Canadian employment plummeted in March, falling by 1.01 million jobs (-5.3 per cent, m/m). The unemployment rate increased 2.2 percentage points from 5.6 per cent to 7.8 per cent, as government measures intended to limit the spread of COVID-19 led to the closure of non-essential businesses and travel restrictions.

Job losses were unsurprisingly right across the country, with the largest declines in Ontario (-403k), Quebec (-264k), BC (-132k) and Alberta (-117k). The decline in employment was driven by the private sector (-830k), while the public sector reported a smaller decline of 145k and self-employed were down by 32k. The shock to the Canadian labour market resulting from physical distancing measures hit certain sectors harder, which included accommodation and food services (-24 per cent), information, culture and recreation (-13 per cent), educational services (-9 per cent) and wholesale/retail trade (-7 per cent). Compared to the same month last year, Canadian employment was down by 4 per cent (-765.2k).

Meanwhile, employment in BC fell by 132,400 jobs (-5 per cent, m/m) in March, increasing the provincial unemployment rate 2.2 percentage points from 5 per cent to 7.2 per cent. The decline was driven by both part-time work (-76k) and full-time work (-57k). By industry, employment losses were generally broad-based, with the largest declines reported in COVID-19 sensitive industries including, accommodation and food services (-19 per cent), information, culture and recreation (-14 per cent), wholesale and retail trade (-10 per cent) and business, building and other support (-10 per cent). In contrast, employment was up in agriculture, utilities, manufacturing and public administration. Compared to one year ago, employment in BC is down by 6 per cent (-151k) jobs.

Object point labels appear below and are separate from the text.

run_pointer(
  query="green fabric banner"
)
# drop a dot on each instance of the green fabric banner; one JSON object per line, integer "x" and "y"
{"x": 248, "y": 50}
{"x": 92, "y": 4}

The impact of COVID-19 measures on employment will be clearer next month given further layoffs continued past the reference week used in March’s employment report. There are reports that more than four million people have applied for various income support programs. Additionally, it will be interesting to see whether some businesses are able to reverse their layoff decisions with the help of the Federal government’s wage subsidy program.